Capture and Critical Scattering of a Long Cosmic String by a Rotating Black Hole

TL;DR

This paper investigates how a rotating black hole interacts with an infinitely long cosmic string, analyzing conditions for scattering or capture, and exploring relativistic effects like coil formation through numerical simulations.

Contribution

It introduces a detailed numerical analysis of cosmic string capture and scattering by rotating black holes, including the effects of black hole spin and string velocity.

Findings

Critical impact parameter depends on black hole rotation and string velocity.

Prograde motion has a lower critical impact parameter than retrograde.

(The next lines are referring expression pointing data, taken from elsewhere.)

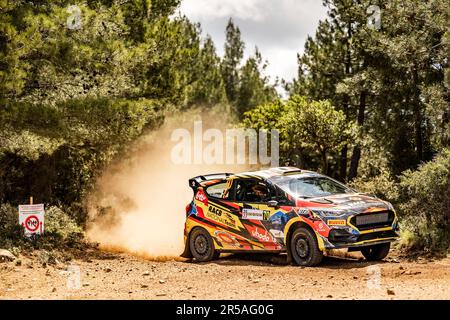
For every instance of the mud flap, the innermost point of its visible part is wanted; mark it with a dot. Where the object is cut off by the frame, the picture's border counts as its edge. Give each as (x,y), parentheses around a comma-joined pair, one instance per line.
(187,251)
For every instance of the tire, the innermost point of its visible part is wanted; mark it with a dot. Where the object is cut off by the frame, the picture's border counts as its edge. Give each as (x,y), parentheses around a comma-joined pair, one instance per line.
(376,252)
(202,245)
(304,248)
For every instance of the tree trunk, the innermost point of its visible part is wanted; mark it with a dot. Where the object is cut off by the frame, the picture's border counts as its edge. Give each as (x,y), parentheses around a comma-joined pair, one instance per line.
(343,158)
(356,155)
(417,116)
(324,162)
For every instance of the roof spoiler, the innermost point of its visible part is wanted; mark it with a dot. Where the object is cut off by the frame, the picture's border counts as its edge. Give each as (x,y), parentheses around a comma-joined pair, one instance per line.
(194,183)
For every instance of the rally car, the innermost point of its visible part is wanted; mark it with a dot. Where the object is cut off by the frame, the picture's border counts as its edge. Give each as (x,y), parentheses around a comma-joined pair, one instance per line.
(285,209)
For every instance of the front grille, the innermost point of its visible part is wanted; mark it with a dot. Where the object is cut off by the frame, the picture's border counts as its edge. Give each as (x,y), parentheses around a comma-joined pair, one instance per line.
(373,220)
(377,235)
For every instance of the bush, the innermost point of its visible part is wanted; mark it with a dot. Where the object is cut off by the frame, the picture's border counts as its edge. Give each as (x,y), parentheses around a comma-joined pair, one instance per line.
(424,204)
(381,186)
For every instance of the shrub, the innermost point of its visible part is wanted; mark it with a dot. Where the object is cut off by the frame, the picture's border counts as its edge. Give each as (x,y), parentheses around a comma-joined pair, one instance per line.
(424,204)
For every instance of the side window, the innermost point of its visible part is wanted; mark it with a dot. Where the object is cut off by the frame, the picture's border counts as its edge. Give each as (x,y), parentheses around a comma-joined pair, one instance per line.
(217,190)
(250,190)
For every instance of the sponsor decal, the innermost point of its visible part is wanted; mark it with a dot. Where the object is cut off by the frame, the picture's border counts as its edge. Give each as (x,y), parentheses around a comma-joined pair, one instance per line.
(321,226)
(277,233)
(336,222)
(252,214)
(261,235)
(201,196)
(219,215)
(225,237)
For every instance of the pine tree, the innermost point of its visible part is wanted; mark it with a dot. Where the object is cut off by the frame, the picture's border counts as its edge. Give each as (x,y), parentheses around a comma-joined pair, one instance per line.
(234,52)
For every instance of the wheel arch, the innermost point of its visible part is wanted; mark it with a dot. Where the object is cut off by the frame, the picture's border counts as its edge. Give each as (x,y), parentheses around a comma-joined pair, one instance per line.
(187,250)
(290,227)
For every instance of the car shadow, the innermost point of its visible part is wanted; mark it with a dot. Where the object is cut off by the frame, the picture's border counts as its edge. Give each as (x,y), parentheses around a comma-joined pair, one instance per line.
(273,260)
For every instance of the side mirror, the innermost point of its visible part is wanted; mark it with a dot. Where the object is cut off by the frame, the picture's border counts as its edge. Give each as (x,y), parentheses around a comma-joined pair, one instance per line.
(272,203)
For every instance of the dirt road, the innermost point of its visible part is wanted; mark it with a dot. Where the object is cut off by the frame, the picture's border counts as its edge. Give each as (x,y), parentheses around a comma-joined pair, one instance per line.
(123,276)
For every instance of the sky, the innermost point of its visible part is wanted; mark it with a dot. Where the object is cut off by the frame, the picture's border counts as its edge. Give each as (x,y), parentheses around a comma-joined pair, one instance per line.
(278,27)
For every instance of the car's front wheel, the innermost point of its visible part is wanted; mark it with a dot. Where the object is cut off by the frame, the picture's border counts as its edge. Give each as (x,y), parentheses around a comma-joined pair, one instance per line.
(304,248)
(202,245)
(376,252)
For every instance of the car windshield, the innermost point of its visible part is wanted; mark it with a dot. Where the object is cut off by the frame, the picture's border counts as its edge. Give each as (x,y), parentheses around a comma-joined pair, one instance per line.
(313,186)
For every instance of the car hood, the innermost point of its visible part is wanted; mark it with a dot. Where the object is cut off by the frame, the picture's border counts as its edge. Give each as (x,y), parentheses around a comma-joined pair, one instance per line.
(352,202)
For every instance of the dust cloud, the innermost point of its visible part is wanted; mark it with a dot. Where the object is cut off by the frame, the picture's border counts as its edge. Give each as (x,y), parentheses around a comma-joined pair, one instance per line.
(139,203)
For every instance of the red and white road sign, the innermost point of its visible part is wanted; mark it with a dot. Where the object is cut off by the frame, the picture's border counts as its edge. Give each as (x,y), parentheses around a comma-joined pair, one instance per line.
(31,217)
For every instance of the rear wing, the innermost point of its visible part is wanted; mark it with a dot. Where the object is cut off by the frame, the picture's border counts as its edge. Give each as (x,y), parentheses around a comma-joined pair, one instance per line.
(194,183)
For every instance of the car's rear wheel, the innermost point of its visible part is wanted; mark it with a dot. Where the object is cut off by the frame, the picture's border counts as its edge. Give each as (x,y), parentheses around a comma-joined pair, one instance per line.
(376,252)
(202,245)
(304,248)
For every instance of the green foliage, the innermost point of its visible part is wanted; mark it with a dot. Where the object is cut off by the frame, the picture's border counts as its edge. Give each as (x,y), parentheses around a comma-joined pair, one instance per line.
(313,129)
(254,88)
(234,52)
(425,202)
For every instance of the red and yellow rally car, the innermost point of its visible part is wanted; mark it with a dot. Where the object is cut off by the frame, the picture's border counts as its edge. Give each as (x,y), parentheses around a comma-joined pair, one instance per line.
(288,210)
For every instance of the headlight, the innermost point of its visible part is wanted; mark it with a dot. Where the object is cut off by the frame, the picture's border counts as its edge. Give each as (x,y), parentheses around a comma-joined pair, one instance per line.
(329,212)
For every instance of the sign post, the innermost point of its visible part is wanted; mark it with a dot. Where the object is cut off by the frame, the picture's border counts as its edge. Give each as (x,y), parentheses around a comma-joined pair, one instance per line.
(31,217)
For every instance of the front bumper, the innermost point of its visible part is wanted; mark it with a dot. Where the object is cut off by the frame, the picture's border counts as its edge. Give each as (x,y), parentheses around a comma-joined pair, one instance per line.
(341,238)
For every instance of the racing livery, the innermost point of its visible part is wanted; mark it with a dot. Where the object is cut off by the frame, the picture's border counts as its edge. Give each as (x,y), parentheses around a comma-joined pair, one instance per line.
(284,209)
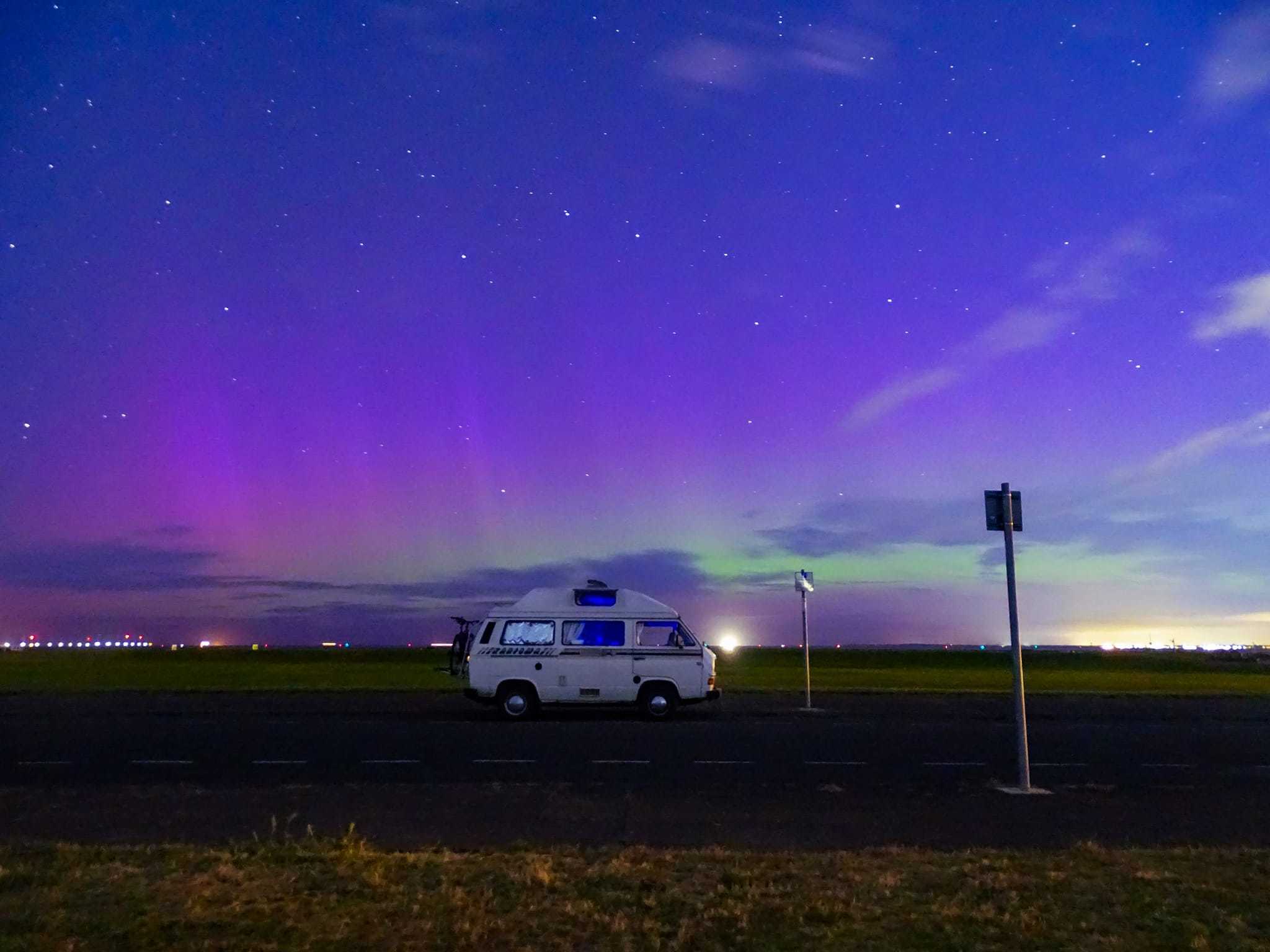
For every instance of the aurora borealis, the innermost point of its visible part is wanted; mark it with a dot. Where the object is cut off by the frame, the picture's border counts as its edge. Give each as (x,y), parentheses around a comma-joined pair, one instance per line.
(349,318)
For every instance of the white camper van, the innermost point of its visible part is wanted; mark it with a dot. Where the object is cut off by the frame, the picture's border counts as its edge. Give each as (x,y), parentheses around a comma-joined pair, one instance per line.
(590,645)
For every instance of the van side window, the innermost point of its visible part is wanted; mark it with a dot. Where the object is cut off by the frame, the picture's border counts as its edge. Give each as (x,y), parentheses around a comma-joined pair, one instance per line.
(527,633)
(662,633)
(595,633)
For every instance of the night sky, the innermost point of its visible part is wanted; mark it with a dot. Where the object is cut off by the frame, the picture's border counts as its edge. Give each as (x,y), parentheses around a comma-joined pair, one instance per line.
(337,319)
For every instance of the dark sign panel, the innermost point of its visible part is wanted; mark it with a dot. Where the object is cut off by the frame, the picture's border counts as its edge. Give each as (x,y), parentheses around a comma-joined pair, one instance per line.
(992,501)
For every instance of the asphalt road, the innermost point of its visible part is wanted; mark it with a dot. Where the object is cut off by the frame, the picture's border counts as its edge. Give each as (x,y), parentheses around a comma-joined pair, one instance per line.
(935,742)
(411,770)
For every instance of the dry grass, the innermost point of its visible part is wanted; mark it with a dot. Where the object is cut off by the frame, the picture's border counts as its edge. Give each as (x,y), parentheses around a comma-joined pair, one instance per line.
(346,895)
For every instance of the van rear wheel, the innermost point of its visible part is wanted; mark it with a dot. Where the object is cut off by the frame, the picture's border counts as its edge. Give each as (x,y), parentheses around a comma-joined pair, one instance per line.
(657,702)
(517,702)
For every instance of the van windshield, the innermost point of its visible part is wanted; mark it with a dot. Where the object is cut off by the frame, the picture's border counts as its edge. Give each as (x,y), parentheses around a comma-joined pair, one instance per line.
(664,633)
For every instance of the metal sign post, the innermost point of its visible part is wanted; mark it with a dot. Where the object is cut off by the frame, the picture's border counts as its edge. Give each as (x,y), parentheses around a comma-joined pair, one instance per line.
(803,580)
(1005,513)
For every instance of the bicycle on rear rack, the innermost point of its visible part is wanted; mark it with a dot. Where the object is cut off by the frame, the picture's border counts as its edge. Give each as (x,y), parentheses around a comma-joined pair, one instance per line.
(460,645)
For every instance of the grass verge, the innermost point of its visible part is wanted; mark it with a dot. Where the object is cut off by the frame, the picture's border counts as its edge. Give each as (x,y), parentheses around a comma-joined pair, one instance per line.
(347,895)
(755,669)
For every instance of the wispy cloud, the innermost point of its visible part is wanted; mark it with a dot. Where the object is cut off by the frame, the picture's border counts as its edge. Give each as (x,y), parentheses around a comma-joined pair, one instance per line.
(1248,432)
(1236,69)
(120,566)
(709,63)
(901,391)
(1094,280)
(753,50)
(1249,310)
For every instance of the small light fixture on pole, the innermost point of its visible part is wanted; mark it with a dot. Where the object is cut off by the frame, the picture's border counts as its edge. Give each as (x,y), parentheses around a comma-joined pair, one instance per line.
(803,584)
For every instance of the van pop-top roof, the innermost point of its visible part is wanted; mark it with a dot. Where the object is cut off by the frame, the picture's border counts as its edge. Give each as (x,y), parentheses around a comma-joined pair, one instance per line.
(591,601)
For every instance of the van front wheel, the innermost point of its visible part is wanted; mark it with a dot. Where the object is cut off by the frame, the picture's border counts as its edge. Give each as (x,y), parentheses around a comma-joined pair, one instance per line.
(517,702)
(657,702)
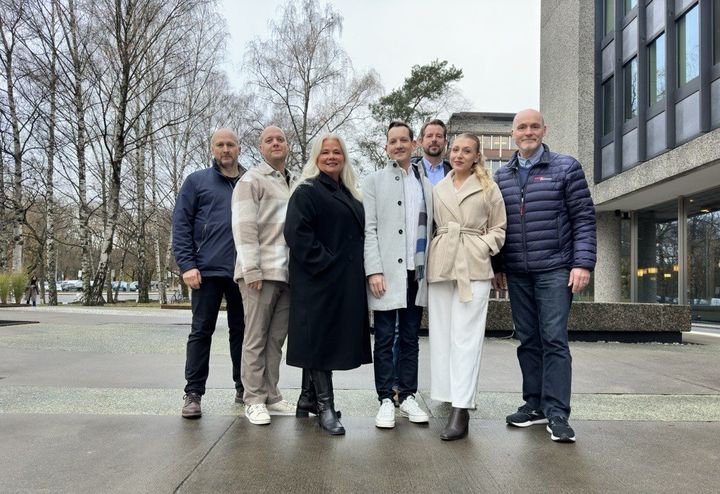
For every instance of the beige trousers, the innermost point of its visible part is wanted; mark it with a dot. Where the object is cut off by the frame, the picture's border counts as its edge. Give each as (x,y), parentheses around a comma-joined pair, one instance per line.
(266,324)
(456,337)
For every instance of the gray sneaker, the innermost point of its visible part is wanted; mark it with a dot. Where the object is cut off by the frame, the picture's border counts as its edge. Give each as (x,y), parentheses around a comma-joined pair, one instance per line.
(191,408)
(409,408)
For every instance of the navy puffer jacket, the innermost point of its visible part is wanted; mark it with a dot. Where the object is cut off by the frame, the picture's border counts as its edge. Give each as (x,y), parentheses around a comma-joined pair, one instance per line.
(202,230)
(550,221)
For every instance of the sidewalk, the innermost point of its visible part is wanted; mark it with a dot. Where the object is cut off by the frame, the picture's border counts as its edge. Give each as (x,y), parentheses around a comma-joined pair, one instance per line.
(90,401)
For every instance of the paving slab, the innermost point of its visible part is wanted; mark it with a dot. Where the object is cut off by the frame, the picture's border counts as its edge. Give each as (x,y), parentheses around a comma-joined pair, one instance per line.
(90,400)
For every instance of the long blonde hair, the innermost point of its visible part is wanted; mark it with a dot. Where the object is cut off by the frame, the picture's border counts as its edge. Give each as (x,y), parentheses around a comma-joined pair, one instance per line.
(347,175)
(479,168)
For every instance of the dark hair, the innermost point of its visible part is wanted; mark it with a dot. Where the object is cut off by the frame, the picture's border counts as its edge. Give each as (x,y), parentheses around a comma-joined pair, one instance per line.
(436,121)
(400,123)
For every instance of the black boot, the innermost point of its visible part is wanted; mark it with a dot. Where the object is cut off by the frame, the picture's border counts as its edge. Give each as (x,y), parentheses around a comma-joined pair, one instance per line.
(327,417)
(457,425)
(307,402)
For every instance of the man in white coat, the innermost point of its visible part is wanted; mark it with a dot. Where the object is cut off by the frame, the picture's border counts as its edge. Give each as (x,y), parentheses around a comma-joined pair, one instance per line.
(398,219)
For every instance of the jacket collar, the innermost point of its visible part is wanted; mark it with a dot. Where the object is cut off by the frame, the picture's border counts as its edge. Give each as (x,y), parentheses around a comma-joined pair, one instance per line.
(342,194)
(452,199)
(514,163)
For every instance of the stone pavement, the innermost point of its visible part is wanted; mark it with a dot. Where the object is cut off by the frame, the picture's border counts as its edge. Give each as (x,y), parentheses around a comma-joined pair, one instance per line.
(90,401)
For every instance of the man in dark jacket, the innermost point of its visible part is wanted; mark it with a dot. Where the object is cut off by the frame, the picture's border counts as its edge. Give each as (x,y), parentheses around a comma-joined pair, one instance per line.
(205,253)
(548,255)
(433,139)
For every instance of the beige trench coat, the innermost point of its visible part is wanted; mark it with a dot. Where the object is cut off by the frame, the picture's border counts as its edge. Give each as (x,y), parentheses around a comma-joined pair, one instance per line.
(470,227)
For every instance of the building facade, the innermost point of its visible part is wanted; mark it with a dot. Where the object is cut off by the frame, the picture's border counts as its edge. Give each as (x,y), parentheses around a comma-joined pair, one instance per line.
(632,88)
(493,130)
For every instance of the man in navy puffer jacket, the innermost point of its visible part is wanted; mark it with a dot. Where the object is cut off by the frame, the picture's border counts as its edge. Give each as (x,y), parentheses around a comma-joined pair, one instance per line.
(205,253)
(548,255)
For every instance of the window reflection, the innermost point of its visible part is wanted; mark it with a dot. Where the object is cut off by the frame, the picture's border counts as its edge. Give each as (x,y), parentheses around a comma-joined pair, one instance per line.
(704,255)
(608,103)
(657,69)
(630,89)
(688,47)
(657,271)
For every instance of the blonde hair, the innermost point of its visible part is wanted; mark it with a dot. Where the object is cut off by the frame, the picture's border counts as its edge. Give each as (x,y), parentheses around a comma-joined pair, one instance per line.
(347,175)
(479,168)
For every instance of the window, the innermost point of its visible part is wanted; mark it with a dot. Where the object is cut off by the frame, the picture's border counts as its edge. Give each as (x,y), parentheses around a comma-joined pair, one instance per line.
(656,60)
(657,251)
(716,32)
(629,5)
(609,16)
(608,105)
(630,89)
(688,47)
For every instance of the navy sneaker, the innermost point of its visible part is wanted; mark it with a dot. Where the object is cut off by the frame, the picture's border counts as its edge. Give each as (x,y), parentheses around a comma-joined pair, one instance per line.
(525,417)
(560,431)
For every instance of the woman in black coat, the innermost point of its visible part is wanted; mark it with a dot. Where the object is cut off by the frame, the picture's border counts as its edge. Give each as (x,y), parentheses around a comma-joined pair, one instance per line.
(324,229)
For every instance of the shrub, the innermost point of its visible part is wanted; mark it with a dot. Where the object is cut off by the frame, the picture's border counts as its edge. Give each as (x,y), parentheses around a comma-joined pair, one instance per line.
(4,287)
(18,282)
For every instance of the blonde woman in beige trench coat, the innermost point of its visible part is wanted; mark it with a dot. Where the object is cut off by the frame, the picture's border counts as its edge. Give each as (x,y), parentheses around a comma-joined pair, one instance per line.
(470,228)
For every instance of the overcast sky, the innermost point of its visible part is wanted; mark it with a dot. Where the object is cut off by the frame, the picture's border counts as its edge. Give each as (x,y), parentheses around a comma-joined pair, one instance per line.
(495,42)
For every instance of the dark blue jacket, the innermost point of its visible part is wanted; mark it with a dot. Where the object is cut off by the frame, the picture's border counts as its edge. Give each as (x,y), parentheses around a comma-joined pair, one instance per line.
(202,229)
(551,220)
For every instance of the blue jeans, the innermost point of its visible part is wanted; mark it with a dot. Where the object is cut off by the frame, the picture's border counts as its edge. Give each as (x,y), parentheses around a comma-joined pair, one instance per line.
(206,306)
(408,320)
(540,305)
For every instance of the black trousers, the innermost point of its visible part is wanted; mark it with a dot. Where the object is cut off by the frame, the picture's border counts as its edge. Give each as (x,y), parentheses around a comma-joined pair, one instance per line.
(206,306)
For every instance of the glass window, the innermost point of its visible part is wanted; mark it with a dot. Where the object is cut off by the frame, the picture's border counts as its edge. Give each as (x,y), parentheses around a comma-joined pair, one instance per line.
(625,260)
(656,60)
(688,47)
(716,31)
(630,89)
(657,273)
(608,104)
(609,16)
(704,255)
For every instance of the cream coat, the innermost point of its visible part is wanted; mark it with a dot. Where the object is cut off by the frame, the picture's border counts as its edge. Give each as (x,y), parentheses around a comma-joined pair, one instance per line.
(470,227)
(385,249)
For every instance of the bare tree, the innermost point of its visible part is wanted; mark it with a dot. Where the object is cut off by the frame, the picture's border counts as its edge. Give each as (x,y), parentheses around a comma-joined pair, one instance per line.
(302,71)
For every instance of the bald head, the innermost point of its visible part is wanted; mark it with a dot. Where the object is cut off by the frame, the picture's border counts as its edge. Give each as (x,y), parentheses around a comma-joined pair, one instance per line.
(528,131)
(224,133)
(529,112)
(225,148)
(274,147)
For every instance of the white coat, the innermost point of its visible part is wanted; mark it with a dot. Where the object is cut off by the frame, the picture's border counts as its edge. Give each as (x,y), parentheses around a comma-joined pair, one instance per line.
(385,244)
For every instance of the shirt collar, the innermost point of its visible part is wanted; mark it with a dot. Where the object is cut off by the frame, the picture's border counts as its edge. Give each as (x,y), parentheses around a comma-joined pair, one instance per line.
(532,160)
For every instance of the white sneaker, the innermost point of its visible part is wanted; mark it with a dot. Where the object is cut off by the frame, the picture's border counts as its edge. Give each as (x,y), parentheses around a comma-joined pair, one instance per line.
(257,414)
(410,409)
(385,419)
(282,407)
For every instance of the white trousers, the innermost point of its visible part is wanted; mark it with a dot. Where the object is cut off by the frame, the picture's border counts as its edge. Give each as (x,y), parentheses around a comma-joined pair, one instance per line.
(456,337)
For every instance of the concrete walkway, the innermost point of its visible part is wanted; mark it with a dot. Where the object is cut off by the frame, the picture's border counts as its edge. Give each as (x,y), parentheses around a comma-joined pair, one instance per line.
(90,401)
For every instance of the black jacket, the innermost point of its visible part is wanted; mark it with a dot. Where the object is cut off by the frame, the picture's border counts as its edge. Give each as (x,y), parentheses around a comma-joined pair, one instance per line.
(551,220)
(324,229)
(202,229)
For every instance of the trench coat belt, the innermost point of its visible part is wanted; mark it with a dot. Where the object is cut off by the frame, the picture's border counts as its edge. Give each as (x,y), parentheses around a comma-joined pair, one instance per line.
(455,232)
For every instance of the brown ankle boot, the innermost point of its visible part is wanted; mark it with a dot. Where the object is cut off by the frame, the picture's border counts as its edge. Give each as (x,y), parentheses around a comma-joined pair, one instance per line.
(457,426)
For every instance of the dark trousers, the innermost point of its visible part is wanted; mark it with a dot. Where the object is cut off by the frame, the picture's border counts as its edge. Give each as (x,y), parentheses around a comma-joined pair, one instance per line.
(206,306)
(540,305)
(408,324)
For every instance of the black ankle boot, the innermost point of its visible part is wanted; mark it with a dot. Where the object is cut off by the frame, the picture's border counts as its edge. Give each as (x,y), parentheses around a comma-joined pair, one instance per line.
(307,402)
(327,417)
(457,426)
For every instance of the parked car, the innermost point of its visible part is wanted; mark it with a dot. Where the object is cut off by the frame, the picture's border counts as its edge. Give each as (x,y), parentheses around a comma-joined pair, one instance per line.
(72,285)
(121,286)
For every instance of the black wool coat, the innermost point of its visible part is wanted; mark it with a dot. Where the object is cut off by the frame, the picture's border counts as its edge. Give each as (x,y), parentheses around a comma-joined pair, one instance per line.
(324,228)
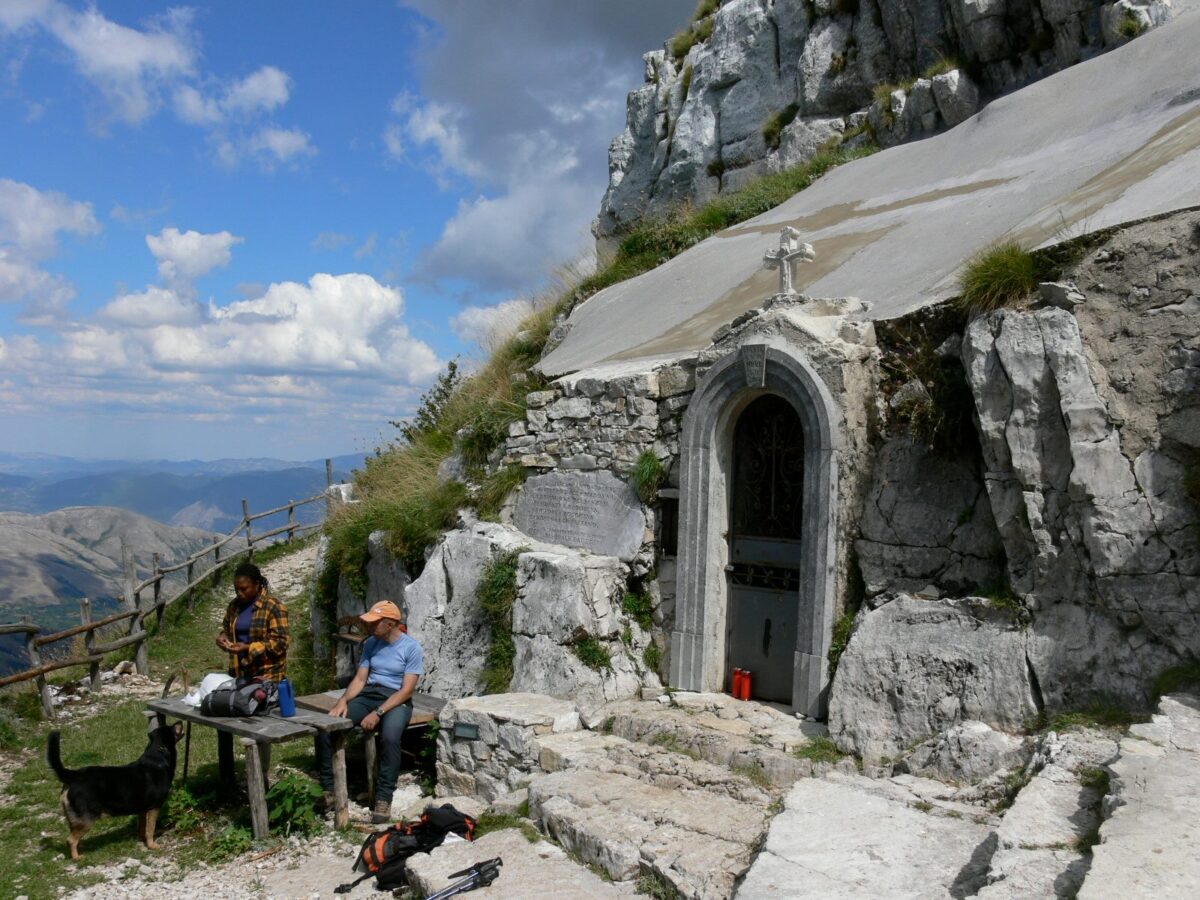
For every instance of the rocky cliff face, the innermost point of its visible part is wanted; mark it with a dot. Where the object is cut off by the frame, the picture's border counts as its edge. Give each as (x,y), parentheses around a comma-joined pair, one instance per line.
(766,83)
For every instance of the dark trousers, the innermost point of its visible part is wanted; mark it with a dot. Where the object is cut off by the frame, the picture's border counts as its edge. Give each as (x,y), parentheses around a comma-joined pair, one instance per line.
(390,732)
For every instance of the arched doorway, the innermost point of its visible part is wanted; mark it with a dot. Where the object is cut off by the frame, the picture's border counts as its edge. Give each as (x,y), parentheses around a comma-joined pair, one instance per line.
(766,526)
(773,372)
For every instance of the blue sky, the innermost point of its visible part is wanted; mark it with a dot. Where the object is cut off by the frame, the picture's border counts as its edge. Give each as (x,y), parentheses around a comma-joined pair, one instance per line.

Ultrarelativistic strings near extremal black holes exhibit multiply valued impact parameter curves.

Abstract

The capture of a straight, infinitely long cosmic string by a rotating black hole with rotation parameter $a$ is considered. We assume that a string is moving with velocity $v$ and that initially the string is parallel to the axis of rotation of the black hole and has the impact parameter $b$. The string can be either scattered or captured by the black hole. We demonstrate that there exists a critical value of the impact parameter $b_c(v,a)$ which separates these two regimes. Using numerical simulations we obtain the critical impact parameter curve for different values of the rotation parameter $a$. We show that for the prograde motion of the string this curve lies below the curve for the retrograde motion. Moreover, for ultrarelativistic strings moving in the prograde direction and nearly extremal black holes the critical impact parameter curve is found to be a multiply valued function of $v$. We obtain real time profiles of the scattered strings in the regime close to the critical. We also study critical scattering and capture of strings by the rotating black hole in the relativistic and ultrarelativistic regime and especially such relativistic effects as coil formation and wrapping effect.